As if this wasn't bad enough, the timestamp counter (including calls to CLOCK_PROCESS_CPUTIME_ID) is specific to each processor.  The counter is not global system time, so taking measurements on different processors (say different threads or a thread that migrated) will not necessarily give meaningful results.  Many modern OSes try to set the counters so that the measurements are within a small margin of each other.  In practice, I have observed deltas from low 100s to 10s of millions, so be warned.

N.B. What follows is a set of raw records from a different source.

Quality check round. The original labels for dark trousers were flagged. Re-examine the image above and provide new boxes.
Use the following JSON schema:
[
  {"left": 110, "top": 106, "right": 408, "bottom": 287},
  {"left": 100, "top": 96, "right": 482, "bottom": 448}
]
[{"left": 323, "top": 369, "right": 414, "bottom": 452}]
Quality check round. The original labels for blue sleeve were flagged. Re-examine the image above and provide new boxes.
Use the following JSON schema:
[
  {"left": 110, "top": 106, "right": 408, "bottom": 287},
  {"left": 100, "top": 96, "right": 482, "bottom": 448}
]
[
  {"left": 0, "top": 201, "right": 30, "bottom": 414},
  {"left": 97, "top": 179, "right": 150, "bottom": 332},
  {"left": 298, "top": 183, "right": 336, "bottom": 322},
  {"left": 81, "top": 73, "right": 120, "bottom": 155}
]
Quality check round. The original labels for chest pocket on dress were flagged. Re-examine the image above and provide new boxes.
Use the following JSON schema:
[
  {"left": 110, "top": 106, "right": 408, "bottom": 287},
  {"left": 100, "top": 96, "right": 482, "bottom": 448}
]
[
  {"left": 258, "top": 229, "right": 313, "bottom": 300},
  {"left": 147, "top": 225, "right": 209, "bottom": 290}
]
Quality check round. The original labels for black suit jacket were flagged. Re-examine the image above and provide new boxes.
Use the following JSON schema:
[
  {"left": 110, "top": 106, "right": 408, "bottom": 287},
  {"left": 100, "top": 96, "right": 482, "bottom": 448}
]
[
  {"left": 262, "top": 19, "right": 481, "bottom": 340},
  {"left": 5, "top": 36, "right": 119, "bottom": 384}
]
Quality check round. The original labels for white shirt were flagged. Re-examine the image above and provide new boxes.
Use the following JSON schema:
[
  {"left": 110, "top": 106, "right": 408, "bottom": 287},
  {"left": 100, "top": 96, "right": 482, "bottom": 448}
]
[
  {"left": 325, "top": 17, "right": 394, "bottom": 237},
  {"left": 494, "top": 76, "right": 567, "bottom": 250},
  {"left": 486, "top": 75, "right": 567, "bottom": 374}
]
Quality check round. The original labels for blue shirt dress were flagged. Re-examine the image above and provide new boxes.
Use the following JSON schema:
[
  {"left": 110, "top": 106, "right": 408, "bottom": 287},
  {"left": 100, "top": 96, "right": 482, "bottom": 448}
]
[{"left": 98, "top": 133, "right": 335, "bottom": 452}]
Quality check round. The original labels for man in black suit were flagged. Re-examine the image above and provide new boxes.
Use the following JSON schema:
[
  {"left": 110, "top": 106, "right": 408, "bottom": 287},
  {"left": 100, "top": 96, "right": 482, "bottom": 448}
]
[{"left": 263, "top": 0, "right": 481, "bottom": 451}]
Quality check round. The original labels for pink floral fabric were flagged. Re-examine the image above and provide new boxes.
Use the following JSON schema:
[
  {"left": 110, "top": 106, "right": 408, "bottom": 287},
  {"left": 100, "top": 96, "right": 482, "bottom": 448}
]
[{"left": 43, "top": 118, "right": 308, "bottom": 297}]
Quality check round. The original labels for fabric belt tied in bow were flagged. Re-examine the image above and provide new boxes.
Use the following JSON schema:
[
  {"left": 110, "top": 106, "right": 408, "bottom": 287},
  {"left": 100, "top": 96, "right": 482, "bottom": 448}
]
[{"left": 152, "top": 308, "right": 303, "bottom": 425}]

Even worse, older processors really did count CPU cycles as the timestamp, so if the processor slowed down, then a "cycle" meant more nanoseconds.  Modern chips have invariant TSC, per Intel architecture manual:

The invariant TSC will run at a constant rate in all ACPI P-, C-. and T-states. This is the architectural behavior moving forward. On processors with invariant TSC support, the OS may use the TSC for wall clock timer services (instead of ACPI or HPET timers). TSC reads are much more efficient and do not incur the overhead associated with a ring transition or access to a platform resource.
As bonus, all of the clocks can be affected by thermal drift, as their frequency is related to their temperature.  Others have investigated this behavior in greater detail, and while it can be accounted for, in practice I've happily ignored it (although I should note in future writing that I have not controlled for this possible measurement bias).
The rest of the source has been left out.